Students need trade unions, according to a survey of undergraduate working trends by the Trades Union Congress.
Approximately 70 per cent of the 311 students who took part in the Students@work.2000 survey said that they would join a trade union, while only 4 per cent said they knew "a great deal" about the role of trade unions.
The survey, carried out by the independent Labour Research Department, also revealed that 72 per cent of students have to work to survive.
John Monks, TUC general secretary, said that the results present a challenge to trade unions to encourage greater student membership.
"Students and other young people need rights at work more than nearly any other group, but they are the least likely to call on a union for help and know little about their rights. It used to be thought that students were a privileged group.

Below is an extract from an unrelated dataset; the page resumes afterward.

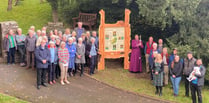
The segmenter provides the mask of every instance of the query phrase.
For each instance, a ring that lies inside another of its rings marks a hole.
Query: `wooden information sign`
[[[124,69],[129,69],[130,53],[130,13],[125,9],[125,21],[116,24],[105,24],[105,12],[100,12],[101,20],[99,27],[99,54],[101,55],[98,70],[105,69],[105,59],[117,59],[124,57]]]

"This is not the case today. Students are being forced into low-paid and dead-end jobs," Mr Monks said.
As a result, unions are cutting membership fees. Students can be full members of the union for 10 pence a week, while Unison is offering equally competitive rates.
Sam Gurney, an organisational officer for the General Municipal Boilermakers union, said that trade unions have realised that students need to be protected in the workplace.
"They are at the most exploited end of the labour market and often come from a background with no awareness of what their rights are," he said.
The TUC has also launched a number of awareness campaigns with the National Union of Students with the aim of improving trade union presence on campuses nationally.
"The NUS can represent students through education issues, but we cannot represent them through their employers," an NUS spokesperson said. "Now that there are so many students working, they really need the support of trade unions."